We must finally end California prisons' unconstitutional use of solitary
Men who spent decades in solitary confinement in California prisons are charging that the California Department of Corrections and Rehabilitation (CDCR) is violating a landmark settlement agreement and continuing to violate their constitutional rights. They are asking a federal court to extend the judicial monitoring period of the settlement for the second time. The motion filed in our case Ashker v. Governor of California last week argues that, at this point — five years after the agreement was reached — the prisoners are entitled not only to an extension of the monitoring period, but also to remedies for continued violations of their constitutional rights.
In the motion, we propose steps the court should order to ensure an end to ongoing violations, including audio-recording all confidential interviews with prisoners implicating other prisoners in rule violations, imposing an independent monitor, prohibiting the transmission to the parole board of unreliable information about alleged gang affiliation, and implementing additional layers of review and opportunities to appeal certain decisions that result in continued isolation.

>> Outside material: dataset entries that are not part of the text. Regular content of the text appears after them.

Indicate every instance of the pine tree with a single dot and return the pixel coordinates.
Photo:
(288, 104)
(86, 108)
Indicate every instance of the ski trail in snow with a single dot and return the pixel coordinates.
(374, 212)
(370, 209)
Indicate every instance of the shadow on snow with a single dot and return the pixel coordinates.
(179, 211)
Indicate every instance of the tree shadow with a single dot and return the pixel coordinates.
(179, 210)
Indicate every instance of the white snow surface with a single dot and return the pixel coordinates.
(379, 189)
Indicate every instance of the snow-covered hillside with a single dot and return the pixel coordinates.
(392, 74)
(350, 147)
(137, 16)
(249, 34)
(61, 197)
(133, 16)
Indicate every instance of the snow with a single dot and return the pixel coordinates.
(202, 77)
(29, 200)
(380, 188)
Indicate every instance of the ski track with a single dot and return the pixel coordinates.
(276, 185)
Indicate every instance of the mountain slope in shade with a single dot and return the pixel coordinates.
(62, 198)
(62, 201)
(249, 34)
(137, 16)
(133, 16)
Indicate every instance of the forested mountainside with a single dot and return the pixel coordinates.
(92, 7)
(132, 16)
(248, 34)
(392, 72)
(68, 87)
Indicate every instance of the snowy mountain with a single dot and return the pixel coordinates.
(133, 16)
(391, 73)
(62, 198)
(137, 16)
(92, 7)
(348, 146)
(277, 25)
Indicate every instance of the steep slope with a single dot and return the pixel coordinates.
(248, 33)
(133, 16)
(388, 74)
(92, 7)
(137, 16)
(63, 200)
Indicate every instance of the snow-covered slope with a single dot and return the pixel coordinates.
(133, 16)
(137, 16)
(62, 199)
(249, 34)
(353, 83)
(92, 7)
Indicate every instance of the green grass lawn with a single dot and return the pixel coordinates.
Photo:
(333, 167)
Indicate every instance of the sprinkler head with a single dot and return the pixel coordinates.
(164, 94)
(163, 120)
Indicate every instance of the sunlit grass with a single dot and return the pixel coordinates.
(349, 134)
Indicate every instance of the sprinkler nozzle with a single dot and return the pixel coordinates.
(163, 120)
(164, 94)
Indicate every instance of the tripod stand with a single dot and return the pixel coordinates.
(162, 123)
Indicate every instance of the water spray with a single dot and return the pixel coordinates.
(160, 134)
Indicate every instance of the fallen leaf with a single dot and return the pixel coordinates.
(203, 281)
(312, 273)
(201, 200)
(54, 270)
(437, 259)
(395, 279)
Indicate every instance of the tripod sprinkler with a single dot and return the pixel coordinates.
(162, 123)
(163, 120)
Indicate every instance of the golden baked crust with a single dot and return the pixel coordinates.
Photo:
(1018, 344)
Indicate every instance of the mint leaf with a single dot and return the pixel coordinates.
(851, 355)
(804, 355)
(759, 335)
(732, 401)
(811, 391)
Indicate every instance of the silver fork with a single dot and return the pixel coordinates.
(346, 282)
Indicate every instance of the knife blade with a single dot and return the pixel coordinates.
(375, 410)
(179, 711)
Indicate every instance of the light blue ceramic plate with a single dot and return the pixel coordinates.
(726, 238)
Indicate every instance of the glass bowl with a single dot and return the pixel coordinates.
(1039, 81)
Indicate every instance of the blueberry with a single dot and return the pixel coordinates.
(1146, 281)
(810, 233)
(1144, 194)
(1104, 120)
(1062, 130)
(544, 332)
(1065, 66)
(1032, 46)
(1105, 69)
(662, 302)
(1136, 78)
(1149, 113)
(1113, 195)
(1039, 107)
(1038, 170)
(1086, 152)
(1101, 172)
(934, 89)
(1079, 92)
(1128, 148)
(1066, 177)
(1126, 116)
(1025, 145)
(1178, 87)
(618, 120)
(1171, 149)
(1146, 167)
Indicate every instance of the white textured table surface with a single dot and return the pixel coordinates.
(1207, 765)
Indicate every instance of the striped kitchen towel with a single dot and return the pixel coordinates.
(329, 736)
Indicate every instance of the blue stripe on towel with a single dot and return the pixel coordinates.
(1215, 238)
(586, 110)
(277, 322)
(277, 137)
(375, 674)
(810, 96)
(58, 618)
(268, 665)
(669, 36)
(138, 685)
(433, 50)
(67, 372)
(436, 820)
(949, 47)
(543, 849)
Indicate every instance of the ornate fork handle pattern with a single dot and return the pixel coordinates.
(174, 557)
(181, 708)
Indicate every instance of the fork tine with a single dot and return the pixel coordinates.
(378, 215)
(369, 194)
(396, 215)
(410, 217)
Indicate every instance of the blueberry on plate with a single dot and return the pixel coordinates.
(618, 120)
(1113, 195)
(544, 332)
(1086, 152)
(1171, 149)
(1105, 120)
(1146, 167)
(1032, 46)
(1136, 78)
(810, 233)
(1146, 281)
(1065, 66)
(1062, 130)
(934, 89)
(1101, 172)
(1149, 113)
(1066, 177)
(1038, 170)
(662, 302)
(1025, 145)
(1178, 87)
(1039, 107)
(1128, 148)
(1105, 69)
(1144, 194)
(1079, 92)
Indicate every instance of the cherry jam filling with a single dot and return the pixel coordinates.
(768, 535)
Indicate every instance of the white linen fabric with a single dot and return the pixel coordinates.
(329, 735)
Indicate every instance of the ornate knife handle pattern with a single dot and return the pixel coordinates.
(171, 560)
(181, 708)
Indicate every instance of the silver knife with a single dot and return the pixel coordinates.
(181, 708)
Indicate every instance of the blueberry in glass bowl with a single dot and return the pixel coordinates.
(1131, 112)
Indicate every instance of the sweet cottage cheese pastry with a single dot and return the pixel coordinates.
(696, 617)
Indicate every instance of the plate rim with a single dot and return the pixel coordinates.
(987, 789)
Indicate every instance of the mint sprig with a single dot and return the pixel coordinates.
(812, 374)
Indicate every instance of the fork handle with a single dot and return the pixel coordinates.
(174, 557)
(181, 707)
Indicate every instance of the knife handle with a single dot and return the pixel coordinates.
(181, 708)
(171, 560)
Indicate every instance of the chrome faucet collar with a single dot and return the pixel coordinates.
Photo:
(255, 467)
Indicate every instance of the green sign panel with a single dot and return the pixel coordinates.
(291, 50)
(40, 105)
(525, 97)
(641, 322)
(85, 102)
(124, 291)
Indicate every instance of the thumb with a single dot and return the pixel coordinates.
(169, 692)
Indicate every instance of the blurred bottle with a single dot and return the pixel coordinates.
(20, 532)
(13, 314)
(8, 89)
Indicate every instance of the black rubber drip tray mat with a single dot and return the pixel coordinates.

Senior Staff Attorney Rachel Meeropol and counsel on the Ashker case explained, “The prisoners’ human rights movement has demanded an end to the use of fabricated and inaccurate confidential information. Until California stops sending people to solitary confinement based on unreliable confidential informants, this case must continue.”
Learn more about this case on our website.
We condemn Gavin Newsom's veto of SB1064
On Thursday, California Governor Gavin Newsom vetoed legislative bill SB1064, which was critical in advancing the right to due process for incarcerated people.
We represent men who have been held for decades in solitary confinement in California prisons, often on the basis of confidential information. Despite a landmark settlement agreement in 2015, intended to end indefinite solitary confinement throughout California prisons, we have uncovered extensive evidence that the California Department of Corrections and Rehabilitation (CDCR) continues to use fabricated, exaggerated, or inaccurately disclosed confidential information to return men to solitary confinement.
SB1064 would have been an important step towards ending these abuses of confidential information. In light of Governor Newsom’s veto, it is paramount that the courts extend the monitoring period of the settlement agreement, provide specific remedies for ongoing violations of rights, and enforce the settlement agreement to finally end the abuse of confidential information to hold men in solitary confinement.